Right now, I am so content with my life. I have a safe, warm place to sleep, plenty to eat and drink when I need it, and a lot of people I care about that I can spend time with. I'm in excellent health. I have loving parents and awesome siblings and friends. I have plenty of time to read my Bible and practice guitar and write music. I have a job I enjoy, which allows me to pay bills and afford living. I have a reliable car. Everything seems so complete.
The only thing that feels missing is a desire to share my life with someone, in the form of a relationship. I say, "feels missing" because this has always been a desire of my heart, but for now I guess I just don't really feel that. It sorta feels unusual. I think maybe the only unsettling part about it is sometimes I'm afraid I'll never want a relationship.
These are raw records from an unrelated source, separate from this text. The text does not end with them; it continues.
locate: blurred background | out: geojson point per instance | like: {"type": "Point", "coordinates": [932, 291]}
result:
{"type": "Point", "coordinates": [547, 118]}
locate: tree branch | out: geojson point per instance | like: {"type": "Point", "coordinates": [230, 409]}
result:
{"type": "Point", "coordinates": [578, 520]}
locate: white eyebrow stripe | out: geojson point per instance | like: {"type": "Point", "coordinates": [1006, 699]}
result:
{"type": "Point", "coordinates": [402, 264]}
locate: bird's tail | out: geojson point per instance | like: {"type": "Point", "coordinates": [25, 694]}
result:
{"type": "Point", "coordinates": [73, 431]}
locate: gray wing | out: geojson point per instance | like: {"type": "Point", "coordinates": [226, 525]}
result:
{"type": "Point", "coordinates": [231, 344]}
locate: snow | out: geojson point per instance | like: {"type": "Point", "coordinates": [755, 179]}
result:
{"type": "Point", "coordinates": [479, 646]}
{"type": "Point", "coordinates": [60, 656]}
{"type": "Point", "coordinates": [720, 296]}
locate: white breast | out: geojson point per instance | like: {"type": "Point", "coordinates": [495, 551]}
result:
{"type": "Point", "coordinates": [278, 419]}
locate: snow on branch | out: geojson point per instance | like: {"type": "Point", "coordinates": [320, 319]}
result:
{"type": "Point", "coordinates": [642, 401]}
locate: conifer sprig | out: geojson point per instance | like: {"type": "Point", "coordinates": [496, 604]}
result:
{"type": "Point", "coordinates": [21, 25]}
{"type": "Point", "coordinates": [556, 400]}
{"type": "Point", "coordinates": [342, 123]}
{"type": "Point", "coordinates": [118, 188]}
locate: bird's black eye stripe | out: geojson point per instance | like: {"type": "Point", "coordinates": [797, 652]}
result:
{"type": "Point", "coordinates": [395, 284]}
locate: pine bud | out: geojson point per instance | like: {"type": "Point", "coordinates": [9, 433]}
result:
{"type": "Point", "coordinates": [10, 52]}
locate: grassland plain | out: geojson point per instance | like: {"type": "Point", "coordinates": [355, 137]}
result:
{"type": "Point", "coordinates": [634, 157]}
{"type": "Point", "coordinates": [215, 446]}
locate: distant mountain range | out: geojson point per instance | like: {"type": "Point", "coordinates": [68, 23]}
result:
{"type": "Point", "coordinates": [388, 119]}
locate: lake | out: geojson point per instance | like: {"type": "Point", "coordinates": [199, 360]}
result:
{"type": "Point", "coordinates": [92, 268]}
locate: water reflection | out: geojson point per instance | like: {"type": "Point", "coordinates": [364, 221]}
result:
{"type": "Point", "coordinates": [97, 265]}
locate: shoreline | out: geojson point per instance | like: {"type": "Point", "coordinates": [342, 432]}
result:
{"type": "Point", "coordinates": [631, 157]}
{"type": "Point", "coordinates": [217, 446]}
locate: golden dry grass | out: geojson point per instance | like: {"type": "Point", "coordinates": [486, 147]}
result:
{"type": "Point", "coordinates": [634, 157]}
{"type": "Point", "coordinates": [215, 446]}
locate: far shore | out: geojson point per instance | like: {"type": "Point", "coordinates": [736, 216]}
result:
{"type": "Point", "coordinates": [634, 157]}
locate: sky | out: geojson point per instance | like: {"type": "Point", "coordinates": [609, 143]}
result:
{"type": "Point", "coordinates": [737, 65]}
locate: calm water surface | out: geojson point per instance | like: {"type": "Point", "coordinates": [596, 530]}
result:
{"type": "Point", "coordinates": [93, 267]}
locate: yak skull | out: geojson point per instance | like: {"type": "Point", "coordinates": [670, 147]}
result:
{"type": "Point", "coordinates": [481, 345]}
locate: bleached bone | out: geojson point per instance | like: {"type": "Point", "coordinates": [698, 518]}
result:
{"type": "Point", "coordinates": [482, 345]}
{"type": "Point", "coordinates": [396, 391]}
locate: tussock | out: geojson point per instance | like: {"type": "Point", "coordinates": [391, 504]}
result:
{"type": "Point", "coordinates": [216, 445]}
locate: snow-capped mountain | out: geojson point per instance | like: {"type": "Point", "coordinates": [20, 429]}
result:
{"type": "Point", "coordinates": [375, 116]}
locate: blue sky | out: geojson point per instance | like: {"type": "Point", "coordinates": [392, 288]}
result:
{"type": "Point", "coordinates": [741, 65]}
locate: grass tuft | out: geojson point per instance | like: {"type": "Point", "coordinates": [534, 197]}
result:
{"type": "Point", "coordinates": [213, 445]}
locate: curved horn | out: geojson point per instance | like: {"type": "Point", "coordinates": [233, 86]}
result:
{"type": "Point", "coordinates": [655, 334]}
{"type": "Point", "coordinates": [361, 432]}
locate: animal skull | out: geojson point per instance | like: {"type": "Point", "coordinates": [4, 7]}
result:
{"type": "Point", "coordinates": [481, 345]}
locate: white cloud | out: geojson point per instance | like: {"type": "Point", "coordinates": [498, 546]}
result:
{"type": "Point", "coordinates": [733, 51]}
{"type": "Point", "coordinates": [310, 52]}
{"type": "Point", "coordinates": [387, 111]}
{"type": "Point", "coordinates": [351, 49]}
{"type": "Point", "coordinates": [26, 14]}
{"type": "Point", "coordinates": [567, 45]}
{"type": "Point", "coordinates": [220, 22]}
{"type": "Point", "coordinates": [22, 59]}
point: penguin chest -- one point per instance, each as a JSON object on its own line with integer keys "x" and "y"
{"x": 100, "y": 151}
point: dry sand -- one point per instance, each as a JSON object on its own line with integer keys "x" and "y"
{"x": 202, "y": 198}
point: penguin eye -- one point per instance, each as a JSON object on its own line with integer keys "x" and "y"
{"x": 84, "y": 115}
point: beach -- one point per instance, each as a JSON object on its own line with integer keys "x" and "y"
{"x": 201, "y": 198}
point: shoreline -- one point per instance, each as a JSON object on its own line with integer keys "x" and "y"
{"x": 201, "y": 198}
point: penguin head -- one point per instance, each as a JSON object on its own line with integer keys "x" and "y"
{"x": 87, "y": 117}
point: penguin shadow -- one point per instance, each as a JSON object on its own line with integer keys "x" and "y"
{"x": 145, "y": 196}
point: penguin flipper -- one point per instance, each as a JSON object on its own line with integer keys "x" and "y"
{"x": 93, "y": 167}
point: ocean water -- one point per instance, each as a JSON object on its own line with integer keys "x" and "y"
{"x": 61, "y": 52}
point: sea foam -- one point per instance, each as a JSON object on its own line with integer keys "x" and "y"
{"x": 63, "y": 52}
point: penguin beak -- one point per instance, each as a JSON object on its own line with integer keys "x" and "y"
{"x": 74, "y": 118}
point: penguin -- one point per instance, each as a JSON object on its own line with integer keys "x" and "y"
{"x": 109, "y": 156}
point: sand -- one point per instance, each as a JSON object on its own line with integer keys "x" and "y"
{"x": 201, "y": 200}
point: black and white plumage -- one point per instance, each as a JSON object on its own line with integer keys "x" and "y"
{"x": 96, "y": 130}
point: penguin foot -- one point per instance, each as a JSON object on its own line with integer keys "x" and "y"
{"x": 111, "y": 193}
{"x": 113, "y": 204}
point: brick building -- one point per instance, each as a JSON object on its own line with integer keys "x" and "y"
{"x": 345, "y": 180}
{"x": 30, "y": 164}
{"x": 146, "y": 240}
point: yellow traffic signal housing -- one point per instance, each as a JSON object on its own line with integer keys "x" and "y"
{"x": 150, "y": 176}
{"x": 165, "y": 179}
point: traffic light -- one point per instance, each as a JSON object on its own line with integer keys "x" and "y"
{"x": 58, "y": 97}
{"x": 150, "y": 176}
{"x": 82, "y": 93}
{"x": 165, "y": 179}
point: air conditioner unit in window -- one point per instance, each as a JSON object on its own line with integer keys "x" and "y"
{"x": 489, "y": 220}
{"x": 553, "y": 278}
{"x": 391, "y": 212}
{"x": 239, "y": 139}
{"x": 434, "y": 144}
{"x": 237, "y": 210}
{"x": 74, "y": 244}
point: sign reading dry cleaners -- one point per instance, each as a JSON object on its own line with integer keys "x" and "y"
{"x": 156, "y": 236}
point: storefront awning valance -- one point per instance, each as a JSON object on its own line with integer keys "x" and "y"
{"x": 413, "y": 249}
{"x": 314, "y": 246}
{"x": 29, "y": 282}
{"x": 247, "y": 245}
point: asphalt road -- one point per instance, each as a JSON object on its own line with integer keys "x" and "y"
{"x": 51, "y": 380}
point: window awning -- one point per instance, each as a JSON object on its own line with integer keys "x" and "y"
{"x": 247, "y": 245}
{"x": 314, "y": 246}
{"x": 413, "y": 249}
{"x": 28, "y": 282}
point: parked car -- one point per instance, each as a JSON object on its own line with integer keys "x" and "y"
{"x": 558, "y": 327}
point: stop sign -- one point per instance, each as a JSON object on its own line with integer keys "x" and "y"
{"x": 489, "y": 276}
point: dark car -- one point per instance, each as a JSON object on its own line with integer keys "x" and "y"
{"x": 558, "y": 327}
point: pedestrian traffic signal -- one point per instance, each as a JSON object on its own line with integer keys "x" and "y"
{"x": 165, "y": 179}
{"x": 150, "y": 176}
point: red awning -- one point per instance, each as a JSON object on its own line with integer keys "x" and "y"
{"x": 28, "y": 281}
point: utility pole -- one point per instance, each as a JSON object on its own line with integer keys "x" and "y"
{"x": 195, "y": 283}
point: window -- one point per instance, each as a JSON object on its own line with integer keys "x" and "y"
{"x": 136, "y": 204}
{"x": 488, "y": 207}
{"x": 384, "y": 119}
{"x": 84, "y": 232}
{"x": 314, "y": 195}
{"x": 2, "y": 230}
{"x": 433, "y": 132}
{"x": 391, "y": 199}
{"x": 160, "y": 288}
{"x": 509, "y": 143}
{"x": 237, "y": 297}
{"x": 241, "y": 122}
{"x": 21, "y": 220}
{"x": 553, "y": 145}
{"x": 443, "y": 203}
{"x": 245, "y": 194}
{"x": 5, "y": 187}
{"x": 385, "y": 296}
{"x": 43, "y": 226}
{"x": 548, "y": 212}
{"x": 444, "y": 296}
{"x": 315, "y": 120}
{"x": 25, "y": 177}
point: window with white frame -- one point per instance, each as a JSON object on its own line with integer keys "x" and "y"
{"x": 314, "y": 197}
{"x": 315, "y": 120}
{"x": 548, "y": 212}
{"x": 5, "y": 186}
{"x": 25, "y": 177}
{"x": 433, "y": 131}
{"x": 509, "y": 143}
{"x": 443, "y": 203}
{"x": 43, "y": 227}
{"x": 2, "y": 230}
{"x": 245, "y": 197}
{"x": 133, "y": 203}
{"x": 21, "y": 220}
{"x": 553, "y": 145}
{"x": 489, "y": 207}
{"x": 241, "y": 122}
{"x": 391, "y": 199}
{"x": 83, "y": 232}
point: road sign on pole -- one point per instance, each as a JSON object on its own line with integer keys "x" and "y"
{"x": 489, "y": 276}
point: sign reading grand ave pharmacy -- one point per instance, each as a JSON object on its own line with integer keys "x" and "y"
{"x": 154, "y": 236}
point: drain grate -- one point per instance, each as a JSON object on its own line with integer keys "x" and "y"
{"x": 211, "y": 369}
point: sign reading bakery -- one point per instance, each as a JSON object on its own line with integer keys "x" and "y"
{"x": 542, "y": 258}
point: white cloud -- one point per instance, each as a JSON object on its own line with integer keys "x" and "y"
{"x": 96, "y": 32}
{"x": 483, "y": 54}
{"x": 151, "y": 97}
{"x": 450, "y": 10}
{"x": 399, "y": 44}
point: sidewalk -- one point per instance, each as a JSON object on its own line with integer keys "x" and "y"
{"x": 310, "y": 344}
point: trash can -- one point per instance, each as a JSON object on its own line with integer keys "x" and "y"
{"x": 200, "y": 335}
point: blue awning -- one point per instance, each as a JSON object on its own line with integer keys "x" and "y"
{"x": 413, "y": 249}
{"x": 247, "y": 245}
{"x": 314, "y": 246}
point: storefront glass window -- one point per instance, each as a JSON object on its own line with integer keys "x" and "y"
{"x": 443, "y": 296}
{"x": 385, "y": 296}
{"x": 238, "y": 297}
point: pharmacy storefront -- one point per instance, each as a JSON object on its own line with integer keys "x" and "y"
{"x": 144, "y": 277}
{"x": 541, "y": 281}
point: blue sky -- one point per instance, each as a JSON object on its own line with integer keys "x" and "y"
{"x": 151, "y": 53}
I love being alone. I love spending hours playing guitar and writing music. Don't get me wrong, I love people but I also love isolation. The only reason I say I'm a little afraid of this feeling is the fact that I want a family of my own so badly. I want to fall in love again, I want to get married and enjoy all of the happiness God created in the love a man and a woman can share. Therein lies my feeling of confusion; maybe I've just experienced so much of the wrong, I'm afraid to let the right happen.
It's possible this is just a phase I need to go through. I don't know the answer, I just know how thankful I am for very rarely worrying about things like these.
Thank you, God for caring about all the petty troubles of my heart.